Le persone possedute non erano più in grado di controllare voleri e poteri, quasi fossero indemoniate. L’adorcismo (l’identificazione con la tarantola e il suo potere malefico) viene poi seguita da un rito, la musica ritmica e convulsa che fa contorcere la donna in terra, all’esorcismo, all’allontanamento dello spirito malefico da cui sono possedute: la tarantola. Sarà proprio questa danza timica e convulsa che , protratta per giorni e giorni, porterà alla liberazione dal male e al ritorno alla vita normale, quella di tutti i giorni. Una vita fatta di sofferenze, di lavoro e privazioni. In attesa di essere ri-morsi l’anno successivo.

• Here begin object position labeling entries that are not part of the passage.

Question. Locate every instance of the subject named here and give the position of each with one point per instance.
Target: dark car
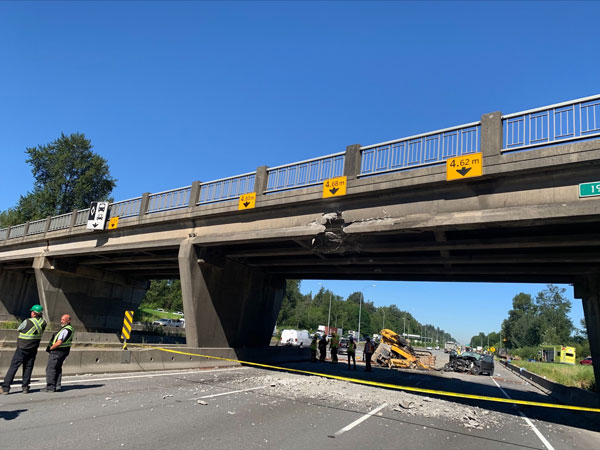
(343, 347)
(471, 362)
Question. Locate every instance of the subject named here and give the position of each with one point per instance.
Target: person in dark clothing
(368, 353)
(59, 348)
(322, 348)
(30, 335)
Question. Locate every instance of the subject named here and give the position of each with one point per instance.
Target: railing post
(491, 134)
(73, 219)
(144, 204)
(261, 180)
(194, 194)
(352, 161)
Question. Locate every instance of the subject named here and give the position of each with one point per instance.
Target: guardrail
(550, 125)
(305, 173)
(567, 121)
(226, 188)
(420, 150)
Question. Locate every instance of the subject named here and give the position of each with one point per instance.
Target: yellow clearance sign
(247, 201)
(464, 167)
(334, 187)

San Paolo, protettore delle tarantate

Una volta che le fanciulle venivano morse dalla tarantola, cadevano in uno stato di possessione e tutto il paese si riuniva intorno a loro per aiutarle con un lungo rito di esorcizzazione. L’esorcismo collettivo veniva (ma la tradizione è ancora viva oggi) svolta all’interno della cappella della chiesa dedicata a San Paolo, a Galatina nel Salento, proprio durante la festa che celebra il santo della città. Alcune volte l’esorcismo iniziava in casa, dove i suonatori si riunivano per far danzare la pizzicata in modo da uccidere il ragno velenoso che l’aveva fatta ammalare.

La leggenda narra che al tempo della diffusione della parola di Gesù, i due discepoli, Pietro e Paolo, si erano recati in terra salentina. Il popolo dell’allora non ancora sorta Galatina accolsero con grande calore l’arrivo dei discepoli, e una donna offrì loro tutto ciò che aveva: cibo per potersi sfamare e un giaciglio sul quale poter dormire. San Paolo, toccato dalla gentilezza proferita dalla donna che si era dimostrata così generosa, volle ricambiare tanta cortesia e benedisse lei e la sua famiglia, concedendogli il potere di guarire tutti coloro che sarebbero stati morsi dagli animali velenosi presenti nelle loro terre. La famiglia della donna e tutti i loro discendenti sarebbero diventati immuni ai morsi velenosi, e avrebbero potuto aiutare coloro che invece ne cadevano vittima. Per far ciò consacrò l’acqua del pozzo che avrebbe dato un valido aiuto nell’annullare il potere malefico del veleno. Ad ogni modo, affinché ciò avvenisse, era necessario seguire un rito, memoria di antichi riti propiziatori, da eseguire con fedele precisione.

Sulla ferita del morso dell’animale si doveva tracciare il segno della croce, simbolo di benedizione cristiana, e il pizzicato doveva poi bere dell’acqua benedetta del pozzo presente all’interno della casa della donna, in modo da poter vomitare tutto il male con il suo veleno.

Intorno alla fonte del pozzo, in seguito, è stata costruita una cappella, oggi chiesa di San Paolo, dove le donne pizzicate veniva poi portate per l’esorcismo, che spesso durava giorni e giorni. Finchè la donna, stanca e spossata, lasciava andare via il male grazie all’intercessione di San Paolo e alla protezione della Chiesa. Tornata alla vita di tutti giorni, spesso attendeva di essere morsicata, ancora una volta, l’anno successivo.